Saturday, August 12, 2017

The biggest downside of not being gainfully employed is the lack of mandatory CPF contributions.

To ensure that my CPF savings will become a more significant bond component of my investment portfolio in my golden years, I have been making voluntary contributions.




Checking on my CPF account last night, I wondered how much would I have in my CPF-SA by the time I am 55? 


55 years old. That is also when money from my CPF-SA will be moved into my newly created CPF-RA to fund the annuity called CPF Life.

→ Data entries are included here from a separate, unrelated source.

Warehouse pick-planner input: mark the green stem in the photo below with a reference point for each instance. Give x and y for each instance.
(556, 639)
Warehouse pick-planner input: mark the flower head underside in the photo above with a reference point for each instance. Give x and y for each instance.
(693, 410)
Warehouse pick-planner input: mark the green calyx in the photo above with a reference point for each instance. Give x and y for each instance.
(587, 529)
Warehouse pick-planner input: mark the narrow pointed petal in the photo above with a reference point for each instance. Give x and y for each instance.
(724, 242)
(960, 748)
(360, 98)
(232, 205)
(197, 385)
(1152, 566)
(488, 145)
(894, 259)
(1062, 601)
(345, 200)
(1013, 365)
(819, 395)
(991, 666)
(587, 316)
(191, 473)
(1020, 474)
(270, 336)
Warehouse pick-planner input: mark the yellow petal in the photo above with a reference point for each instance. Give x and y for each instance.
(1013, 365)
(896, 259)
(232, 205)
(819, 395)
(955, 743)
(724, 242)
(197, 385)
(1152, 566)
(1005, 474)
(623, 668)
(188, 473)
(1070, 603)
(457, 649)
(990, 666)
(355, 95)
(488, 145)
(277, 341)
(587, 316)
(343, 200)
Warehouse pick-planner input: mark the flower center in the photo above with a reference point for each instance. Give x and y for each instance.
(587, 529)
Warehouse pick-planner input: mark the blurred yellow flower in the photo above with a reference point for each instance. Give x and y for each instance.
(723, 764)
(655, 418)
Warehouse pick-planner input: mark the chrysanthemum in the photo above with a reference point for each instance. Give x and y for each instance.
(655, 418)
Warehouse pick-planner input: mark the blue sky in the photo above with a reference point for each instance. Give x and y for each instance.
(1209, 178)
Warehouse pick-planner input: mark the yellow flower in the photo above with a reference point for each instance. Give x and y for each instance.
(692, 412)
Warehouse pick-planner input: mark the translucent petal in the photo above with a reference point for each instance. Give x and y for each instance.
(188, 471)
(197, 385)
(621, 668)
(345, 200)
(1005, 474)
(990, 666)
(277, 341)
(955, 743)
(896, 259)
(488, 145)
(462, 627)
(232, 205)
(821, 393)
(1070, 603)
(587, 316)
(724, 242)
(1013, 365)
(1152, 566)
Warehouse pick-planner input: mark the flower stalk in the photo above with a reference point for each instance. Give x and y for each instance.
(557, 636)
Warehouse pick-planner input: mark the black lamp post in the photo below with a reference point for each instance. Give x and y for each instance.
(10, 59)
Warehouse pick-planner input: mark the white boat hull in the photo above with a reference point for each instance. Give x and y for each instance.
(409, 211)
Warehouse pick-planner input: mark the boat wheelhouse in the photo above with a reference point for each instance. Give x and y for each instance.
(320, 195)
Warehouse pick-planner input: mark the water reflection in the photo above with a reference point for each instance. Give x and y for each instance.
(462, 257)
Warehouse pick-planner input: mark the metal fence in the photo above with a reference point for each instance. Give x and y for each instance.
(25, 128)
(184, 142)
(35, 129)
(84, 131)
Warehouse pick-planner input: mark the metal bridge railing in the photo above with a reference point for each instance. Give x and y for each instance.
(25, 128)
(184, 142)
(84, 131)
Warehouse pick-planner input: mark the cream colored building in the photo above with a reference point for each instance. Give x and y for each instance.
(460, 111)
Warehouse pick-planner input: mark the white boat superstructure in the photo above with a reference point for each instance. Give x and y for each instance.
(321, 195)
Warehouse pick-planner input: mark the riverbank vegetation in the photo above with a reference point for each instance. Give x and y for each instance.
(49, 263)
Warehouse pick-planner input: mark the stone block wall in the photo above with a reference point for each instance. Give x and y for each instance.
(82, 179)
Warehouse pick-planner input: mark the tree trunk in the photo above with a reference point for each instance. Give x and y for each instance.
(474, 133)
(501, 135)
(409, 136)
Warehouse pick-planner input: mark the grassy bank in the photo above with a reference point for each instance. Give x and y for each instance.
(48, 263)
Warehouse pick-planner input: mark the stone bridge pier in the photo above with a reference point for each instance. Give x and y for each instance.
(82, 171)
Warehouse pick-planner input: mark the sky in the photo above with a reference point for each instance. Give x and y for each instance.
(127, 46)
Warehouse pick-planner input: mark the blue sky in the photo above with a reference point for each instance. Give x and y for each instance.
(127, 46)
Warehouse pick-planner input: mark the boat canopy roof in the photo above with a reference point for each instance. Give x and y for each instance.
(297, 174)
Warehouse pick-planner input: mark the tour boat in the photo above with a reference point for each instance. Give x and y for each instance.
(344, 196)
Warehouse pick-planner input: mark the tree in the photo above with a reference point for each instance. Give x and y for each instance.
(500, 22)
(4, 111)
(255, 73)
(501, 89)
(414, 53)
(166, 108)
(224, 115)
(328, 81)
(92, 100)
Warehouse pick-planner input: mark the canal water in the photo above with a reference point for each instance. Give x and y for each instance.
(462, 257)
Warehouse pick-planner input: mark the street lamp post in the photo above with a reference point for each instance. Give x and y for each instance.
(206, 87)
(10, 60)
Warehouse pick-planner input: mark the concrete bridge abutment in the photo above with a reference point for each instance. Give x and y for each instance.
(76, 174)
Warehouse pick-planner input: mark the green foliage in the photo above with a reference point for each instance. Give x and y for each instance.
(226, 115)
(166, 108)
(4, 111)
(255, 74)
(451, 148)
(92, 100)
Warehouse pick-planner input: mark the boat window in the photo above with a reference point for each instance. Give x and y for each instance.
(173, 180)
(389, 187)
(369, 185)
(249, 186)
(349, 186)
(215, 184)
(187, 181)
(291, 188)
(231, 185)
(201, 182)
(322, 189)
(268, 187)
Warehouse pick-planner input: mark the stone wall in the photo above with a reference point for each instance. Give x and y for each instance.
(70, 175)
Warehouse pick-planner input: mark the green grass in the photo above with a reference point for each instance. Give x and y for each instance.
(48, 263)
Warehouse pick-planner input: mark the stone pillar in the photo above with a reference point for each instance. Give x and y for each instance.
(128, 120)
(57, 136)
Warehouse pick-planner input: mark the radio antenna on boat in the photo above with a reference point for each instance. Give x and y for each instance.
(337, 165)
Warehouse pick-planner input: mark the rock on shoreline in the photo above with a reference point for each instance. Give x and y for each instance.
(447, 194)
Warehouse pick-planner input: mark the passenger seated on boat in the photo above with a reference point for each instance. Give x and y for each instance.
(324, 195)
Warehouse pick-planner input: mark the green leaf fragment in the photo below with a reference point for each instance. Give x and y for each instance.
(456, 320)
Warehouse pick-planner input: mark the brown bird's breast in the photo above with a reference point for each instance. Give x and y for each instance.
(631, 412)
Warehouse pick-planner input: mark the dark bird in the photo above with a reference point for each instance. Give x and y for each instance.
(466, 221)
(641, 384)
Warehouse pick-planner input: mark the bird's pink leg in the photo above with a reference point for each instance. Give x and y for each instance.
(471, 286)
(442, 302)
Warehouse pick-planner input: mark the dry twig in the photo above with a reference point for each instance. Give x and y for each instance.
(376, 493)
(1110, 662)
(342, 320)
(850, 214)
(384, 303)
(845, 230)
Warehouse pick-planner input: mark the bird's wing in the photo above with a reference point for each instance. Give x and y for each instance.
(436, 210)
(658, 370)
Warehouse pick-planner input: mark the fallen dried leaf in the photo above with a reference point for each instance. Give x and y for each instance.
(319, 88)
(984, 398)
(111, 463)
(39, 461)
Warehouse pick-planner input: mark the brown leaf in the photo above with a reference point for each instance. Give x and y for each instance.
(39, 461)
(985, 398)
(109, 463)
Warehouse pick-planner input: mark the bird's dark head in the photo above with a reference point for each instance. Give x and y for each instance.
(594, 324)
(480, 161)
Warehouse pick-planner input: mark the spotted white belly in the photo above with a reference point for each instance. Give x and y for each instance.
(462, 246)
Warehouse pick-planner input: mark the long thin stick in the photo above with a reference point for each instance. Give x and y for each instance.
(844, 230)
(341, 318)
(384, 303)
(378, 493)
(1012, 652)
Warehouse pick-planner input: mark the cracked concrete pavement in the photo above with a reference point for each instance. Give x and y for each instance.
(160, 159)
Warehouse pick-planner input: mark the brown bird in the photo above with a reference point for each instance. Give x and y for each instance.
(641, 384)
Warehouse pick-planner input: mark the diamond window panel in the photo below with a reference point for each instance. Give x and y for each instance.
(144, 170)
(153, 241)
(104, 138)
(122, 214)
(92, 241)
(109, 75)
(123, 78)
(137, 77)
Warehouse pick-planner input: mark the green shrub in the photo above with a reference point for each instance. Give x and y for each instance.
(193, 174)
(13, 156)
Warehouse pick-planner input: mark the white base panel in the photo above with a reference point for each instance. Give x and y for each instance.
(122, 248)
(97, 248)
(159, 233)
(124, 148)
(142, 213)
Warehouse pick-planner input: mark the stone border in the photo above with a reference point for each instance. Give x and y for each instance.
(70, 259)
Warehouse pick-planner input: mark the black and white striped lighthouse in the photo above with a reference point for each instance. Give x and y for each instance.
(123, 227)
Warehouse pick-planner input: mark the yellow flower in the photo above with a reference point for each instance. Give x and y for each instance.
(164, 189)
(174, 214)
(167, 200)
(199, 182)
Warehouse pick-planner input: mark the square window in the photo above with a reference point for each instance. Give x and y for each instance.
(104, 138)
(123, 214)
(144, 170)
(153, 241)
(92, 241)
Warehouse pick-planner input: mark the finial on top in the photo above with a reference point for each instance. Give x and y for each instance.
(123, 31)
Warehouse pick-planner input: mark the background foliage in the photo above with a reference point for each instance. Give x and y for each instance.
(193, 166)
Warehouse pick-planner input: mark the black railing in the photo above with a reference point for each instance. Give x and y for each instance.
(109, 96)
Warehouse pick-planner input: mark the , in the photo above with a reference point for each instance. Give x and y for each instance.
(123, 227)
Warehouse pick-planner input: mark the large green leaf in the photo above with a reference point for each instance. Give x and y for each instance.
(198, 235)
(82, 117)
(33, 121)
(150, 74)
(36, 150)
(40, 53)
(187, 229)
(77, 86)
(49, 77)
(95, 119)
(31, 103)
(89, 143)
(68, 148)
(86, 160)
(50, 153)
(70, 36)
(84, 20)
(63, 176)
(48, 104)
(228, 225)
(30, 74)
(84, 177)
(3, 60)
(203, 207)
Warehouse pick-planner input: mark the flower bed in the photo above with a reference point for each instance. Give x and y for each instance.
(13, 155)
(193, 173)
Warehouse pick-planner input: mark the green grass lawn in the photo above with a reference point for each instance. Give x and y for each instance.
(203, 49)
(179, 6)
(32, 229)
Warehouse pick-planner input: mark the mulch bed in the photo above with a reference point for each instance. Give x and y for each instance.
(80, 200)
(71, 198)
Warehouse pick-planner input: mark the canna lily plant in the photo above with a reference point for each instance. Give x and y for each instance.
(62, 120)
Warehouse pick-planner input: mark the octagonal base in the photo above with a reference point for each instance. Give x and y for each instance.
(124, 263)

My CPF-SA savings in January 2017:

$215,862


Assuming that CPF annual contribution limit (now $37,740) remains unchanged in the next 10 years and applying the following allocation rates:

Click to enlarge. Source: CPF Board.
Doing voluntary contributions to the annual limit each year, for the next 5 years, about $8,159 each year will go to my CPF-SA. 

Ratio of contribution to the SA being 0.2162.
http://www.moneychimp.com/calculator/compound_interest_calculator.htm
At age 50, I would have $308,588 in my CPF-SA.




For the 5 years following that, about $11,699 each year goes to my CPF-SA. 

Ratio of contribution to the SA being 0.3108.
http://www.moneychimp.com/calculator/compound_interest_calculator.htm
At age 55, I would have $441,344 in my CPF-SA.





Of course, all else being equal, the number is likely to be bigger 10 years later as the calculations do not take into consideration the additional 1% interest payable on the first $40,000 in the CPF-SA.

Although it is not $1 million, $441,344 is nothing to scoff at either.





This is why I have told some rather worried readers who are pretty risk averse and who are not investment savvy to seriously consider using the CPF-SA as their primary tool to achieve greater financial security in their old age.

As simple as ABC? 


As simple as CPF.

Related posts:
1. AK showing off his CPF-SA.

2. Average HDB household and $1M.

18 comments:

AK71 said...

On my FB wall:

Raymond Ng:
The math is simple, but the mental part is difficult.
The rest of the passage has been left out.